BILLINGSGATE
- Greenwich’s ancient harbour
by Herbert Dickson
Just by the Cutty Sark and alongside the entrance to the Greenwich foot tunnel are some railings overlooking the river. Tourists stand there all the time - but how many of them know that this stretch of bland riverside was the heart of old maritime Greenwich. There are no signs to tell you about the great fishing fleet which once sailed from here, or about the ancient and mysterious name which the area has - Billingsgate!
The fishing fleet which was based in this area went out into the North Sea to catch cod - no river fish for them! When things got too difficult, and steam trawlers came along, then they took themselves up to Grimsby and started the fishing industry there. We have records of Greenwich fishermen going back to the fourteenth century, and certainly they were there before that.
Today ‘Billingsgate’ is a place name which goes all round the world - all of them places with fishy associations. These places are all called after the famous fish market on the banks of the Thames in the City of London. Archaeologists have now found that the Romans were there - and perhaps sold fish there too. There has been endless speculation about the source of the name ‘Billingsgate’ ; was it a Saxon fishmonger called ‘Biling’? Or was it the mysterious King of the Ancient Britons ‘Belin’.
What has all this got to do with Greenwich? It is the only place called ‘Billingsgate’ which is just as old as the one in Central London - and it too was a fishmarket!. In ‘A History of Greenwich’ Beryl Platts suggested that perhaps King Belin was based here, rather than in London and that our’s came first! Even stranger, as she points out, the area of the London Billingsgate was owned by the same Saxon queen who owned Greenwich in the Dark Ages. Was London’s Billingsgate founded by Greenwich fishermen?

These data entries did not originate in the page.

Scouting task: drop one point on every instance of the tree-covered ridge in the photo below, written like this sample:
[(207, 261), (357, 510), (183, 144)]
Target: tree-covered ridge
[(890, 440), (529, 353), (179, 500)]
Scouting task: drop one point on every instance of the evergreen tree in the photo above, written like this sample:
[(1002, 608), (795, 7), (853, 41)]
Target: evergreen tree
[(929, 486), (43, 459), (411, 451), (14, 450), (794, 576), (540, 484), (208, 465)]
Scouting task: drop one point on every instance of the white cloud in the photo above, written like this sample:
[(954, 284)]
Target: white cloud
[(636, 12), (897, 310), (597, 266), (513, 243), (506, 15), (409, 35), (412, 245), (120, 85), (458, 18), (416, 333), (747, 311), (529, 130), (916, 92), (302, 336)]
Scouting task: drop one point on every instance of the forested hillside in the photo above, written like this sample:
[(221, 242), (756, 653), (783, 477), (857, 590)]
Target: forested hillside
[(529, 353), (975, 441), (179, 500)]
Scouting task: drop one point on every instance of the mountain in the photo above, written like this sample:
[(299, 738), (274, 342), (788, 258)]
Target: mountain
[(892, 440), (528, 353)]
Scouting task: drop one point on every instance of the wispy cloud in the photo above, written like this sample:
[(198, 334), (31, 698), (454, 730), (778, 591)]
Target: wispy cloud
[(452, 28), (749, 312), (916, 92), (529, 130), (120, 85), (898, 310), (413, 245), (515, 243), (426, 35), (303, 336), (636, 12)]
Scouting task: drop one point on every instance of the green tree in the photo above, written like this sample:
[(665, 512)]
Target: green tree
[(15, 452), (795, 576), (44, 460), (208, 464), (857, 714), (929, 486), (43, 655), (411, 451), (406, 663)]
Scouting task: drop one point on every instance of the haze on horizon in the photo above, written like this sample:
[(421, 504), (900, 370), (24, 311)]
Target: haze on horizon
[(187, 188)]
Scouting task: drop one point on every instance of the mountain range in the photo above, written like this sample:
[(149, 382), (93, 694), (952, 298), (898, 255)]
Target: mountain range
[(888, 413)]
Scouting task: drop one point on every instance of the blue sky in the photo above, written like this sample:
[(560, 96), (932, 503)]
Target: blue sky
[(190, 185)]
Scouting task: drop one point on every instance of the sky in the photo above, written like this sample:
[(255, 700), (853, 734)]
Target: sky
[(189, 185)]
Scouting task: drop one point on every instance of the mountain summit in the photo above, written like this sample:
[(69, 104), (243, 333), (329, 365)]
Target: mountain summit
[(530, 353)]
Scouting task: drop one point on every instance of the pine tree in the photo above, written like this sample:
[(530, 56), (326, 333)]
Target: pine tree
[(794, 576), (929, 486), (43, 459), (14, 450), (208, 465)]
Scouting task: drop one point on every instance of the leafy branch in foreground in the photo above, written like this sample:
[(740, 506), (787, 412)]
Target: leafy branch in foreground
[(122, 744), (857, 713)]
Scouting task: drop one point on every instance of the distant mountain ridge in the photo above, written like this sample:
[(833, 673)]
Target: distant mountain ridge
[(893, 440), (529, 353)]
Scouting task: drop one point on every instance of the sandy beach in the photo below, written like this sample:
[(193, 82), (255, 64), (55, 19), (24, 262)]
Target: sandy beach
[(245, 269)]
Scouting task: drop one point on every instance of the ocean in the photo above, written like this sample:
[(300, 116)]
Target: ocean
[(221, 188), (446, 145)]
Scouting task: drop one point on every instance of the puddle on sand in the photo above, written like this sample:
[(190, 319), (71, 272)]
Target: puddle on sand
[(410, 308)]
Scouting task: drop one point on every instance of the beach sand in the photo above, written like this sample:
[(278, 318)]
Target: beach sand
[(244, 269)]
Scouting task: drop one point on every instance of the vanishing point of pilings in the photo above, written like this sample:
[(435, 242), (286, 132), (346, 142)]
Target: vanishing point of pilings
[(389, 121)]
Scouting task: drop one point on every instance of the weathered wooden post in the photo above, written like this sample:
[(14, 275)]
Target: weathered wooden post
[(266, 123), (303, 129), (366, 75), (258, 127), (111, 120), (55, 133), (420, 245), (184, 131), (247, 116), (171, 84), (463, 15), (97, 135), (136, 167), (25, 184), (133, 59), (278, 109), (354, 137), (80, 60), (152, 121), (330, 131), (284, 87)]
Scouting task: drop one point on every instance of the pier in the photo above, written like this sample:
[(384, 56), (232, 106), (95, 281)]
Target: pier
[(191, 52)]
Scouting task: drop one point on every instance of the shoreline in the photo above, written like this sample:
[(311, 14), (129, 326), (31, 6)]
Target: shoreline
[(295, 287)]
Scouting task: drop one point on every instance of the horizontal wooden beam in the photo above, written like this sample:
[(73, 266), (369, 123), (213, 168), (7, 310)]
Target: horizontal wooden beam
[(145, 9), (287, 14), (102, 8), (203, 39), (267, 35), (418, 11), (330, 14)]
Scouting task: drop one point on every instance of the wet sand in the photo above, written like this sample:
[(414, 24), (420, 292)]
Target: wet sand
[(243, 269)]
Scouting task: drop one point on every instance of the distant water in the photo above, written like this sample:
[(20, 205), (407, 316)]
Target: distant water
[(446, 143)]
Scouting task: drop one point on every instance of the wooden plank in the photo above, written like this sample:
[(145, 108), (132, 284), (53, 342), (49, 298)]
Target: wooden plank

Whatever the truth is about Greenwich’s Billingsgate the fact it that this part of today’s Cutty Sark Gardens is the area of a very ancient port. It was here that mediaeval fishermen, boat builders and sailors jostled - it is the real heart of Maritime Greenwich. There is absolutely nothing to see and nothing to tell people about the areas exciting past. Could the History Society ask why not? It would be wonderful to turn it into a harbour again - with little boats coming and going and with a real atmosphere for tourists to enjoy.
1 comment:
My family were living by Billingsgate in Maiden Row in 1818 - you can't get much more London than that! Mum was very proud of her Thames heritage - waterman, lightermen, sailors and pilots. It was a precarious existence, bringing travel, adventure, but also long absences from home, danger, casualties, dire poverty etc.
No, there is nothing to link the Naval College in Greenwich with the shipbuilding at Deptford, say. Young men joining the navy might sail on ships built practically in front of their eyes at Deptford (eg HMS Mars 1794). This was the case for my family.